Paidamoyo Chipunza Living life to the max
Background to the MDGs
In September 2000 world leaders agreed to adopt the UN Millennium Declaration which set in motion a new commitment to respond to the problems bedeviling their nations.
This declaration was informed by the outcomes of a series of global conferences and summits which were held during the 1990s. These included:
1995 Fourth World Conference on Women
1994 International Conference on Population and Development
1992 United Nations Conference on Environment and Development
The Millennium Development Goals evolved from the Millennium Declaration. There are eight international development goals that UN member states agreed to achieve by the year 2015.
Current situation on MDGs
Zimbabwe has embarked on a number of initiatives to capture the voices of the people in shaping the post-2015 development agenda. In April, an MDG dialogue was convened and the post 2015 development agenda was among issues deliberate on.
Government in partnership with its development partners has also been producing progress reports meant to take stock of its efforts in achieving the set goals and targets.
According to the latest progress report, Zimbabwe is likely to meet four out of 21 targets and only three out of eight goals.
The country has made significant progress in achieving universal primary education (MDG 2), gender equality and women empowerment (MDG 3) and combating HIV, malaria and other diseases (MDG 6).

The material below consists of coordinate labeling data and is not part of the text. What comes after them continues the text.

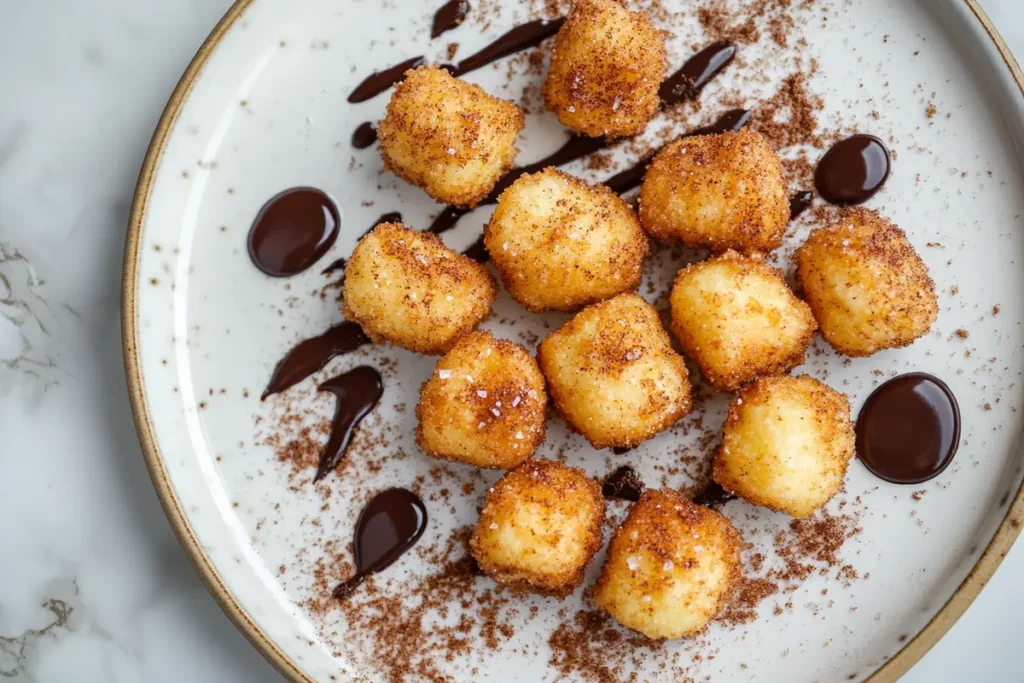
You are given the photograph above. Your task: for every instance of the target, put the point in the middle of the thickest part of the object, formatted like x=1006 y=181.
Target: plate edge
x=890 y=672
x=140 y=414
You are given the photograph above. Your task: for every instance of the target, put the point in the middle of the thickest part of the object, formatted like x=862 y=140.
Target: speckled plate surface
x=263 y=108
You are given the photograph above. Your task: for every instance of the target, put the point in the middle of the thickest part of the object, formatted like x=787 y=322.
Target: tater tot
x=540 y=527
x=613 y=375
x=866 y=285
x=606 y=67
x=560 y=244
x=737 y=319
x=671 y=566
x=717 y=191
x=409 y=289
x=484 y=404
x=449 y=137
x=786 y=444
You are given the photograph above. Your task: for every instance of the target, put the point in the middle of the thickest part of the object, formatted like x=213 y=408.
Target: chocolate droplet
x=908 y=429
x=389 y=525
x=293 y=230
x=853 y=170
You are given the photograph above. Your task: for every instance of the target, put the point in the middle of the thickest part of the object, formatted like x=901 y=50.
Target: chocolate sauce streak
x=293 y=230
x=694 y=75
x=389 y=525
x=908 y=429
x=449 y=16
x=800 y=203
x=713 y=496
x=853 y=170
x=624 y=483
x=365 y=135
x=312 y=354
x=477 y=251
x=380 y=81
x=356 y=392
x=684 y=84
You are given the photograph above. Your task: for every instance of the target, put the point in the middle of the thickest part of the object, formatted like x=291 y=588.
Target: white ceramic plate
x=263 y=108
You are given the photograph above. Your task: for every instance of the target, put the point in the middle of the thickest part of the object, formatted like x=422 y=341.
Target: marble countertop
x=93 y=587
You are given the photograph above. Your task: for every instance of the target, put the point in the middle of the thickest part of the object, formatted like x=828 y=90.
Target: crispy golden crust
x=449 y=137
x=671 y=566
x=786 y=444
x=717 y=191
x=866 y=285
x=484 y=404
x=560 y=244
x=737 y=319
x=612 y=373
x=606 y=67
x=540 y=527
x=409 y=289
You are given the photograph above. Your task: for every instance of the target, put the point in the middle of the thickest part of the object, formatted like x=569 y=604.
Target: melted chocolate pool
x=390 y=524
x=908 y=429
x=365 y=135
x=311 y=354
x=356 y=392
x=853 y=170
x=293 y=230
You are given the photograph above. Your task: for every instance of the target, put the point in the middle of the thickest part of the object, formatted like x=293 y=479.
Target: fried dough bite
x=867 y=287
x=448 y=136
x=484 y=404
x=613 y=375
x=786 y=445
x=409 y=289
x=737 y=319
x=671 y=566
x=540 y=527
x=560 y=244
x=717 y=191
x=606 y=67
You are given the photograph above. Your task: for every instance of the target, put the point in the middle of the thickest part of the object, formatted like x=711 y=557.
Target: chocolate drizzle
x=293 y=230
x=449 y=16
x=713 y=496
x=365 y=135
x=391 y=523
x=312 y=354
x=356 y=392
x=853 y=170
x=624 y=483
x=687 y=82
x=380 y=81
x=908 y=429
x=800 y=203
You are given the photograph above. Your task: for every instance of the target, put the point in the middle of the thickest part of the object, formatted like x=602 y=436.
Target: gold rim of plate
x=888 y=673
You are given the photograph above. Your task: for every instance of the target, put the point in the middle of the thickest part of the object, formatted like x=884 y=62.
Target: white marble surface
x=93 y=587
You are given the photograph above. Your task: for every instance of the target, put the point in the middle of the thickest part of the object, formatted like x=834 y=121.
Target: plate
x=861 y=591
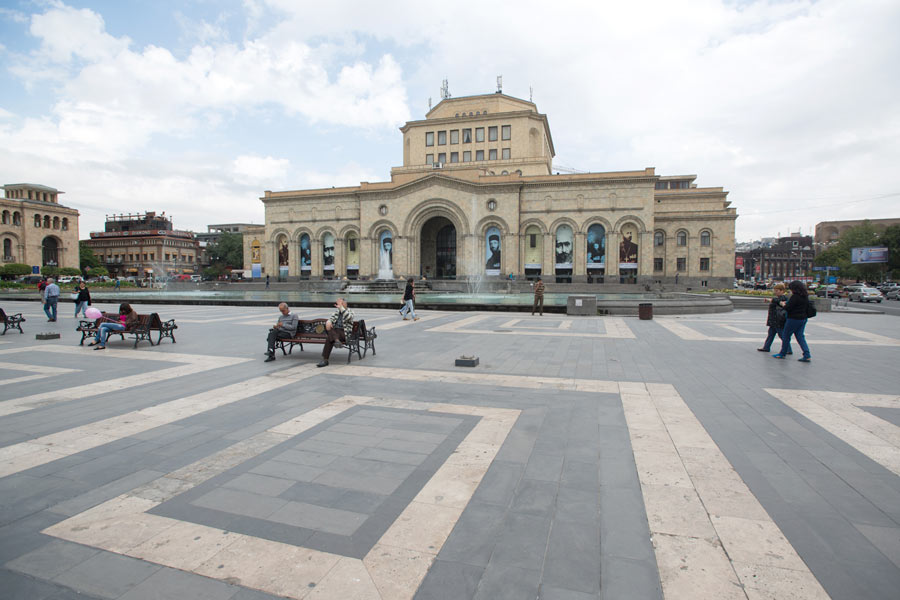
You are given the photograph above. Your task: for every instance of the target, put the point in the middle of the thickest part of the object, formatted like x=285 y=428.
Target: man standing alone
x=285 y=328
x=538 y=297
x=51 y=298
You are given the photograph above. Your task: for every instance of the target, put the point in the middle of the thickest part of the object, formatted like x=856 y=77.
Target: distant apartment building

It still has a long way to go in improving maternal health (MDG 5), global partnerships or development (MDG 8), reducing child mortality (MDG 4), promoting environmental sustainability (MDG 7) and eradicating extreme poverty and hunger (MDG 1).

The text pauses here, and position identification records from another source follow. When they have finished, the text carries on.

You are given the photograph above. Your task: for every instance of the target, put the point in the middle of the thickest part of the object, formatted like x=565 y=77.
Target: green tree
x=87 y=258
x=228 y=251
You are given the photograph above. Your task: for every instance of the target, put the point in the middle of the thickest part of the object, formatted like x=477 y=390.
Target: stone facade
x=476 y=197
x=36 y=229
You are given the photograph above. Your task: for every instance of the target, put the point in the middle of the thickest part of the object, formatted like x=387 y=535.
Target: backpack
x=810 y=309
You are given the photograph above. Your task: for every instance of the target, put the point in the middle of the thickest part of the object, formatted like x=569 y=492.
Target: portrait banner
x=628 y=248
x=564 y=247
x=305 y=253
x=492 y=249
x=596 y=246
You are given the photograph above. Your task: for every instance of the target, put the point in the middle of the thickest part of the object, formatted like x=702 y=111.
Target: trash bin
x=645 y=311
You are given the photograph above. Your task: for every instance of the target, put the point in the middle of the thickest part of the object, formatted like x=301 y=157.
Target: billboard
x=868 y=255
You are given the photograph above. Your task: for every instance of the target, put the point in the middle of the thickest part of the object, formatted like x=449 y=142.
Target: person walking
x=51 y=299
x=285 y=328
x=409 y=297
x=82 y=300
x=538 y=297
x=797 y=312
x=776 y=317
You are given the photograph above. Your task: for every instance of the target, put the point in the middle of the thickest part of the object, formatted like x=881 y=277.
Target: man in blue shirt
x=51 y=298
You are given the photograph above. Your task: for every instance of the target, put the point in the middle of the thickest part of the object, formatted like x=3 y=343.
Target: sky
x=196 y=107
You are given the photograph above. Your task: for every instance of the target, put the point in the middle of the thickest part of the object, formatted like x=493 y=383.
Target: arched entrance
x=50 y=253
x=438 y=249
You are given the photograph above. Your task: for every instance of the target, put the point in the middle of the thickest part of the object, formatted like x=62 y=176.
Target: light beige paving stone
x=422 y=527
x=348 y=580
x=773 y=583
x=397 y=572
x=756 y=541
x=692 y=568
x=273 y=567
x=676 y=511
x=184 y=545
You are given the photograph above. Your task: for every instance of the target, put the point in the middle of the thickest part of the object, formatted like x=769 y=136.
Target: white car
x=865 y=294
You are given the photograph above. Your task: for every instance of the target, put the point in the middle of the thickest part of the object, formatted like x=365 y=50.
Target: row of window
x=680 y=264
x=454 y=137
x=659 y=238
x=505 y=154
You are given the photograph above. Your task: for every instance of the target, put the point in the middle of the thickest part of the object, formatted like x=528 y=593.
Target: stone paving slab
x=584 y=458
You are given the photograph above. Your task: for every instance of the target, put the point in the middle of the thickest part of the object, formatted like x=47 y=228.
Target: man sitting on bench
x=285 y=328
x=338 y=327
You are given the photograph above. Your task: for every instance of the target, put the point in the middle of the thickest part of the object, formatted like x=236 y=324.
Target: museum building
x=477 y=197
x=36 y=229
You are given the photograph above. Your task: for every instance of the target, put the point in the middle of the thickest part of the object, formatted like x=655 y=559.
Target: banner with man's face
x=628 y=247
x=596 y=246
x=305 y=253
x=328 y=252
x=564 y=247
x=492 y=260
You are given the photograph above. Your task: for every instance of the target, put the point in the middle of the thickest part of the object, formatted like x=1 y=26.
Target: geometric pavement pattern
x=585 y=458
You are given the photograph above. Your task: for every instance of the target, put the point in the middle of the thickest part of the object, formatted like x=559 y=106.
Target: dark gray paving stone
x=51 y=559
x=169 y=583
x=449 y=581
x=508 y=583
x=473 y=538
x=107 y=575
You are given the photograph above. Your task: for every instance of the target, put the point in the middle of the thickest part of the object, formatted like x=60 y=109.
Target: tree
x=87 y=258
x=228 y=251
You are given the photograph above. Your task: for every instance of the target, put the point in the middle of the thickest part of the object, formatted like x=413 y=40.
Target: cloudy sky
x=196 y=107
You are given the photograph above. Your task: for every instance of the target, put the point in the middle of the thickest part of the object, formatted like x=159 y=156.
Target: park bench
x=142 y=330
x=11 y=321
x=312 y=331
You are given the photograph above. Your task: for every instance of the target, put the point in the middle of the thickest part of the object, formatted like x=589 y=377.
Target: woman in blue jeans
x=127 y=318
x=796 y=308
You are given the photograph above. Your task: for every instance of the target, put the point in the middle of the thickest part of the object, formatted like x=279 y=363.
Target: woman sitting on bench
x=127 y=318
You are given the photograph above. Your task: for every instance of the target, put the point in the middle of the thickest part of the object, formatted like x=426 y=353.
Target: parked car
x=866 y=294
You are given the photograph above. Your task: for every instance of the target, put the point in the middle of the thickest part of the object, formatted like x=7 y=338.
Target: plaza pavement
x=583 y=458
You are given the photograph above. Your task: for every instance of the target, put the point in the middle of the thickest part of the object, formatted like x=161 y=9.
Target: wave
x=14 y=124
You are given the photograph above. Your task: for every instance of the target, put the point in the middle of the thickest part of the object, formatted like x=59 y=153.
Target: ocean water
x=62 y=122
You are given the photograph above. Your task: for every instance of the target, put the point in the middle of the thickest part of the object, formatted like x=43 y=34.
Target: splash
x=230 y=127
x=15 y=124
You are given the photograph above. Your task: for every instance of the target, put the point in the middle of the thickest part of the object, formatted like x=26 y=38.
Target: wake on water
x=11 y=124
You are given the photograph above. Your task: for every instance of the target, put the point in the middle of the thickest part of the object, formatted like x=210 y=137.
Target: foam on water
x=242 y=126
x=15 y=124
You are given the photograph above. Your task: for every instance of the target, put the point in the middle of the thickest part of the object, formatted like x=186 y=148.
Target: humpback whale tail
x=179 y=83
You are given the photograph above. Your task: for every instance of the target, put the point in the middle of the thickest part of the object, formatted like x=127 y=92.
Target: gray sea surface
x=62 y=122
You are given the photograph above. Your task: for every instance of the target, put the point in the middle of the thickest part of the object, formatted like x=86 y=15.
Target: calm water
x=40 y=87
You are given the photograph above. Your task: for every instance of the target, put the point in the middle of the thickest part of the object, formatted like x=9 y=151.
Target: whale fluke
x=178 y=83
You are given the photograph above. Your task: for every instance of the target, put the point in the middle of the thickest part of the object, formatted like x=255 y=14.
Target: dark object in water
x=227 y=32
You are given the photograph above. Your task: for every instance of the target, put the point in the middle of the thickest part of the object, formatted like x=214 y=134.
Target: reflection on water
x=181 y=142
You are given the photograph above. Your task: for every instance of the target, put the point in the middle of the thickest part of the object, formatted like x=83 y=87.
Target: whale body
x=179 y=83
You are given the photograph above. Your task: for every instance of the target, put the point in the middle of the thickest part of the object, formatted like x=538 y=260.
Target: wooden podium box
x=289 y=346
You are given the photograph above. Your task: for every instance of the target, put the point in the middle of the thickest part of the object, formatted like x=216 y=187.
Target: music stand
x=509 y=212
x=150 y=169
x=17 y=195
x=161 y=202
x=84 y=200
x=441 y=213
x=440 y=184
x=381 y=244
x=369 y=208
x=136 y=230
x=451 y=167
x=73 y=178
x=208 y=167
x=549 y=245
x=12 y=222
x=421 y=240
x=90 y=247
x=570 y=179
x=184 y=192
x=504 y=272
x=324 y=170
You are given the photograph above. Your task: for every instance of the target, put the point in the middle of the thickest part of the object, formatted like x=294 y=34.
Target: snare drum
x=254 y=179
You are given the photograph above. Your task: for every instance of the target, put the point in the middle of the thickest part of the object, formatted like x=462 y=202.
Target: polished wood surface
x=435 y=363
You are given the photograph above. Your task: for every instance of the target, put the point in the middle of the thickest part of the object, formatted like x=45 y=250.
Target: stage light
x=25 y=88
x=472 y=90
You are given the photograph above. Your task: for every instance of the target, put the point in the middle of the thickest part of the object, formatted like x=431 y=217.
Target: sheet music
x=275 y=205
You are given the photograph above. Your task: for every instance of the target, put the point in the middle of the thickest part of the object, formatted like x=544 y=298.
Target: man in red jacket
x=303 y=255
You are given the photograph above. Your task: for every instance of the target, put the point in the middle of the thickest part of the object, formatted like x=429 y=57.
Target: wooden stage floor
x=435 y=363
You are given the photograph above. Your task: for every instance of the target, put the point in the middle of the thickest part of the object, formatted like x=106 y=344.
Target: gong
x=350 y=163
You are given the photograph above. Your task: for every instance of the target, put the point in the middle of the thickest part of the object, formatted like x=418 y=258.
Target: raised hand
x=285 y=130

While major consultations are underway both at national and international level on what happens following the lapse of the MDGs next year, civil society in Zimbabwe has called for scrapping of targeted approaches in health delivery system.
Through the Community Working Group on Health (CWGH) — the mother body for community and civic based organisations working in the health sector — these pressure groups are advocating for the right to quality health services for everyone.
Speaking during CWGH’s annual conference in Harare recently, the organisation’s executive director Mr Itai Rusike said Zimbabwe should learn from Cuba where everyone has universal access to quality health services.
He said this is despite the fact that Cuba is not a very rich country in comparison with Zimbabwe yet its population has access to healthcare services.
“Every Zimbabwean should have access to quality health services and we are also happy that our new constitution recognises the right to health. This is why now we are saying we want universal health coverage. We should do away with the targeted approach,” he said.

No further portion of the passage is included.